Il passaggio al digitale terrestre coinvolgerà, entro fine anno, il 70% degli italiani. Chi ci è già passato, come gli abitanti di Lazio, Campania, Torino-Cuneo, sa cosa ha significato. Salvare capra e cavoli non è facile: la capra, il modello italiano di passaggio al digitale (a poco serve dire: si passa ovunque, tutti sono digitali) tende a mangiare i cavoli. Che sono, nella fattispecie: la concorrenza tra editori diversi, l'ingresso di nuovi soggetti, il riordino delle frequenze attraverso la pianificazione nazionale, la qualità complessiva dell'offerta.
«La nuova televisione-Il passaggio al digitale terrestre», Il libro di Alberto Guarnieri e Angiolino Lonardi edito da Rai-Eri e Odoya, presentato stamattina a Viale Mazzini, ha il merito di evidenziare l'intero ventaglio dei problemi posti dal modello italiano, finanziato dai cittadini, secondo gli autori, con circa 10 miliardi di euro. Vi affiancano sempre le opportunità offerte dal nuovo sistema: ma sulla decantata moltiplicazione dei canali, perchè non far vedere tutti i canali (sic) in onda e non in onda nel Lazio? Il viceministro Paolo Romani, alla Conferenza di Milano, ha denunciato che quasi il 50% della capacità trasmissiva assegnata (gratis) alle tv locali è inutilizzata.

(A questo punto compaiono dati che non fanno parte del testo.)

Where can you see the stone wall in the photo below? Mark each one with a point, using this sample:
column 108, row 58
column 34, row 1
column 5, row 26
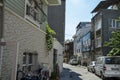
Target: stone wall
column 29, row 37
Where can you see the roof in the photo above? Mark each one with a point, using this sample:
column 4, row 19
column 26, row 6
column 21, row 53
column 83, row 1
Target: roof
column 105, row 4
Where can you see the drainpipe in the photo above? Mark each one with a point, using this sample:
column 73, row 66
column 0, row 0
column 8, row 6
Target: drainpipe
column 1, row 33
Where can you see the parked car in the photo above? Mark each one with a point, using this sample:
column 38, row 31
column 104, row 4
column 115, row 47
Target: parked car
column 73, row 62
column 107, row 67
column 91, row 66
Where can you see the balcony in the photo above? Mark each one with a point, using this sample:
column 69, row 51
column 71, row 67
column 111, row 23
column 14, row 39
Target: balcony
column 53, row 2
column 98, row 42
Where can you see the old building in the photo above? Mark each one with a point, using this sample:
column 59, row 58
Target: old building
column 23, row 36
column 56, row 20
column 68, row 50
column 82, row 41
column 103, row 23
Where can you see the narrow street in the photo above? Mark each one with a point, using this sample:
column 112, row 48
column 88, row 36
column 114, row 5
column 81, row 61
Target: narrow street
column 71, row 72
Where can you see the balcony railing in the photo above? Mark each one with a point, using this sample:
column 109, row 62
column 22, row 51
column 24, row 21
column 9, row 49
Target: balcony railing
column 98, row 42
column 53, row 2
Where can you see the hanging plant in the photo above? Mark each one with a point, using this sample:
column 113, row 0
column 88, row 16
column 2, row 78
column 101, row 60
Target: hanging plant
column 49, row 37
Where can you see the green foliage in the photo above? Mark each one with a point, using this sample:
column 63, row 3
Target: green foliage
column 49, row 37
column 114, row 42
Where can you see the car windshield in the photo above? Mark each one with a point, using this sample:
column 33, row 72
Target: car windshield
column 112, row 60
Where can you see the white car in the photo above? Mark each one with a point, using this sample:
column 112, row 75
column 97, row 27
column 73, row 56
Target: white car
column 91, row 66
column 73, row 62
column 107, row 67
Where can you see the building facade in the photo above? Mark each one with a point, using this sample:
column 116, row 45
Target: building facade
column 68, row 52
column 82, row 41
column 104, row 23
column 56, row 20
column 22, row 30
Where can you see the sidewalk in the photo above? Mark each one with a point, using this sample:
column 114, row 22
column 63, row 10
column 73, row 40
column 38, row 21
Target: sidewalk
column 65, row 75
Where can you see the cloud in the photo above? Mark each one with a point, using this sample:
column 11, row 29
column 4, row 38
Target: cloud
column 74, row 2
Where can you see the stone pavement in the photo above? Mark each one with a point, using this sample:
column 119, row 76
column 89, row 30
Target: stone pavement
column 65, row 75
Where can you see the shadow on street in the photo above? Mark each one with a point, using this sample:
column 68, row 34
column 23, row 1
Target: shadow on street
column 67, row 74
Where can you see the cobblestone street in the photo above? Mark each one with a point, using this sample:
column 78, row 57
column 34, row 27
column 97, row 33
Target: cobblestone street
column 77, row 73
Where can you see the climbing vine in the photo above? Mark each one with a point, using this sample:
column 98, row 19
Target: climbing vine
column 49, row 37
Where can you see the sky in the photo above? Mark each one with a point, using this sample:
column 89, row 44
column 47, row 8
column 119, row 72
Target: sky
column 77, row 11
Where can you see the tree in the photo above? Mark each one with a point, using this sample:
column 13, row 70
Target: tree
column 49, row 37
column 114, row 43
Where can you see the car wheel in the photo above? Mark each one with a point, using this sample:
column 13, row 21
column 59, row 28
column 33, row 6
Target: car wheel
column 102, row 76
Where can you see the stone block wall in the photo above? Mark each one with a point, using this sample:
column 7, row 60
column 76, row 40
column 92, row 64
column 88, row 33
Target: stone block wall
column 29, row 37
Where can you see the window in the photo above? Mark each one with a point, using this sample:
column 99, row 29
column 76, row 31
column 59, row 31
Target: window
column 30, row 58
column 115, row 23
column 32, row 12
column 24, row 58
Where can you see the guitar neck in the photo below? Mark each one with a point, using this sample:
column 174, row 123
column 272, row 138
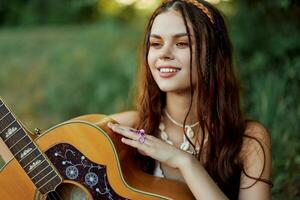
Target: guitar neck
column 26, row 152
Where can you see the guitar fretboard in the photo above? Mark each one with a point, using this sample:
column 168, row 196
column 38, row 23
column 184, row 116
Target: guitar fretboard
column 26, row 152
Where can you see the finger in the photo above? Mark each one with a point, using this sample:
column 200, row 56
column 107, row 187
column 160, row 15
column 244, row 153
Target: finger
column 134, row 144
column 125, row 131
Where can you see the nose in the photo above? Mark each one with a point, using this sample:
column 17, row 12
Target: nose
column 166, row 53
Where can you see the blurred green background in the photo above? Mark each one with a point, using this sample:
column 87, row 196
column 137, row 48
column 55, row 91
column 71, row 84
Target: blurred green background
column 65, row 58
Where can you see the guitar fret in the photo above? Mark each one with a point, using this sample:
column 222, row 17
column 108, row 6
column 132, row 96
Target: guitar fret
column 4, row 116
column 7, row 126
column 31, row 162
column 41, row 171
column 22, row 149
column 46, row 182
column 27, row 154
column 18, row 142
column 35, row 167
column 12, row 134
column 43, row 177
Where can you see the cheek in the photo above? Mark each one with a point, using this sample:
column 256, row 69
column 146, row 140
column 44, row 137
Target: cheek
column 150, row 58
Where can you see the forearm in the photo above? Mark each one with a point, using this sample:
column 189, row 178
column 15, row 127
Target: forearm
column 199, row 181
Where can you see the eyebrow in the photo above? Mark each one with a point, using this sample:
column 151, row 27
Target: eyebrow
column 175, row 36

Presentando il libro, Antonio Pilati dell'Autorità Antitrust, ha proposto di creare una sorte di Borsa per il mercato delle frequenze, dando una quota di fiscalità allo Stato, altrimenti escluso dal trading tra privati (com'è peraltro accaduto finora). Un sostenitore del mercato dovrebbe meglio auspicare una gara per l'assegnazione delle frequenze al miglior offerente, anche per valutare al meglio il valore di tali frequenze. Nel finale Pilati lancia un'altra, interessante, proposta: destinare il canone, almeno in parte, e i fondi pubblici per il cinema per finanziare la produzione nazionale audiovisiva, senza distinzioni tra cinema e televisione.

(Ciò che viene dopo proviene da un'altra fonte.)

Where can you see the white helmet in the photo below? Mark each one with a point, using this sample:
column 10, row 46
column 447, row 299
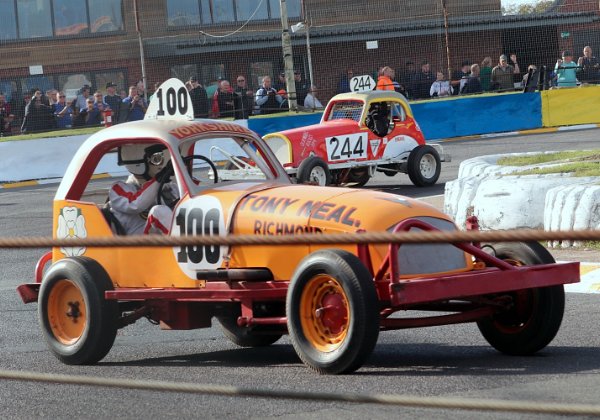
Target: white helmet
column 142, row 160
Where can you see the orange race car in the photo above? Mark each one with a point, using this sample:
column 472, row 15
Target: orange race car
column 359, row 133
column 333, row 301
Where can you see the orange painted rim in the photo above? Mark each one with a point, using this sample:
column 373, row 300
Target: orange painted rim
column 67, row 312
column 324, row 313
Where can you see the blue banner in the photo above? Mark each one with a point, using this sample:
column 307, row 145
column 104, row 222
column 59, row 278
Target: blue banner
column 466, row 116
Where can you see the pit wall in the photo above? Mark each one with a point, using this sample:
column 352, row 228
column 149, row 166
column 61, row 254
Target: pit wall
column 480, row 114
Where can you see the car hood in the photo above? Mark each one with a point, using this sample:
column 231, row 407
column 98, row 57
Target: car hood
column 296, row 209
column 321, row 130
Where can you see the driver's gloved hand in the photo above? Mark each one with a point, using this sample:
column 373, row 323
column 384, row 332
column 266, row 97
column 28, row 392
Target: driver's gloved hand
column 164, row 175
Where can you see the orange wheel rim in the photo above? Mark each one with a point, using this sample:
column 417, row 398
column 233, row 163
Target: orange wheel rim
column 324, row 313
column 67, row 313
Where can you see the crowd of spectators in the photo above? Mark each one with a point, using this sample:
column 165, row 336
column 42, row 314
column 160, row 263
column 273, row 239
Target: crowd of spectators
column 43, row 111
column 473, row 78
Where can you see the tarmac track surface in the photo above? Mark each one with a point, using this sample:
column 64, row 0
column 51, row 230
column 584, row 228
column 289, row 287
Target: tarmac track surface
column 449, row 361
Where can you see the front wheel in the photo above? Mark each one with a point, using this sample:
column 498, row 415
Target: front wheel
column 332, row 312
column 314, row 170
column 424, row 166
column 78, row 323
column 535, row 315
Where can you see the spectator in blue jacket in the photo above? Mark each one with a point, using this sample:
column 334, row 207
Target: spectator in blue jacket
column 566, row 71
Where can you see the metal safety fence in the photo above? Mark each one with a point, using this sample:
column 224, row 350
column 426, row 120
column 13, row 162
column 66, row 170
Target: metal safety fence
column 62, row 54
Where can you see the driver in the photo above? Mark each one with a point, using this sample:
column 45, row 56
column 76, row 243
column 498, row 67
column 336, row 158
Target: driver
column 134, row 202
column 378, row 119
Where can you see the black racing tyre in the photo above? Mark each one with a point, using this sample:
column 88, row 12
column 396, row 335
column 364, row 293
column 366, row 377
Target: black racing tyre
column 78, row 323
column 314, row 170
column 245, row 336
column 536, row 314
column 424, row 166
column 333, row 312
column 359, row 176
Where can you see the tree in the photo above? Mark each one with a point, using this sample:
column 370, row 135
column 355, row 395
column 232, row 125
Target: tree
column 540, row 6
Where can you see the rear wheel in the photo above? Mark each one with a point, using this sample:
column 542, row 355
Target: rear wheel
column 78, row 323
column 332, row 311
column 314, row 170
column 424, row 166
column 535, row 315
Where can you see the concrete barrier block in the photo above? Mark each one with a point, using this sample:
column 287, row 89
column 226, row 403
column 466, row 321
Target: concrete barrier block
column 513, row 202
column 458, row 196
column 572, row 207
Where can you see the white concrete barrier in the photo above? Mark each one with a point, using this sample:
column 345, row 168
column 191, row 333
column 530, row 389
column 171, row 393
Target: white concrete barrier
column 504, row 201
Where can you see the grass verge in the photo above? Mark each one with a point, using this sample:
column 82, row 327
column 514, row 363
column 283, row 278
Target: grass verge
column 579, row 163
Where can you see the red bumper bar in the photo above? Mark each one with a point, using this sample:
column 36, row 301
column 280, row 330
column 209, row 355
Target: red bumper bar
column 481, row 282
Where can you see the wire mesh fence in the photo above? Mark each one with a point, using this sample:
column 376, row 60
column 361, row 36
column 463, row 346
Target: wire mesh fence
column 65, row 62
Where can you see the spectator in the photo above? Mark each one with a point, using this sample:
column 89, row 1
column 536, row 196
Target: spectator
column 311, row 101
column 19, row 110
column 99, row 99
column 244, row 99
column 63, row 113
column 267, row 98
column 385, row 79
column 37, row 115
column 280, row 83
column 441, row 87
column 566, row 71
column 113, row 100
column 503, row 74
column 531, row 85
column 485, row 73
column 459, row 78
column 91, row 115
column 401, row 88
column 344, row 84
column 302, row 87
column 211, row 89
column 473, row 83
column 408, row 78
column 285, row 104
column 6, row 117
column 82, row 97
column 150, row 96
column 50, row 97
column 199, row 98
column 133, row 107
column 589, row 71
column 141, row 89
column 423, row 81
column 223, row 102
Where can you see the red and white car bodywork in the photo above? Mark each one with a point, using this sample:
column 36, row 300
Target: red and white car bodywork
column 346, row 148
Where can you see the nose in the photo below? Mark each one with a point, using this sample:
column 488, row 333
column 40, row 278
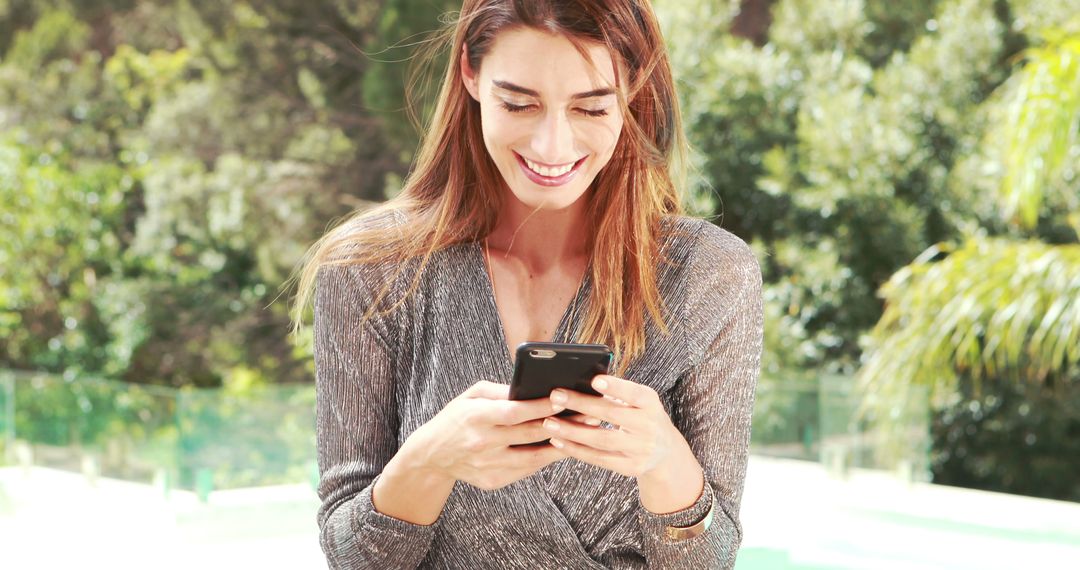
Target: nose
column 553, row 139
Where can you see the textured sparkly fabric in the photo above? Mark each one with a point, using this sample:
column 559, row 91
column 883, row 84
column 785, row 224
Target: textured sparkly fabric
column 379, row 381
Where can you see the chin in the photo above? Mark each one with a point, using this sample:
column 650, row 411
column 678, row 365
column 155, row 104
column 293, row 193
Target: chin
column 549, row 199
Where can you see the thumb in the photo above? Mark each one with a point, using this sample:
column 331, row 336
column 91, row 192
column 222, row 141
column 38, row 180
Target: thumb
column 487, row 390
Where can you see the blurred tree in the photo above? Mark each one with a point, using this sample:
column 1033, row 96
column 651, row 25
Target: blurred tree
column 994, row 328
column 164, row 165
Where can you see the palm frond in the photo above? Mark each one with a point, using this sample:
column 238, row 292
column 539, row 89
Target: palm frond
column 1043, row 122
column 991, row 309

Paolo Gentiloni, Pd, mette sotto accusa il bilancio molto negativo del dividendo digitale: in Germania lo Stato ha incassato 4,4 miliardi di euro e 1,2 miliardi li ha investiti Vodafone. «In Italia non è possibile immaginare che le compagnie telefoniche acquistino frequenze dalle tv locali sulla banda 800Mhz, senza che lo Stato incassi nulla. Le frequenze non sono di chi le usa, sono un bene pubblico» sottolinea Gentiloni.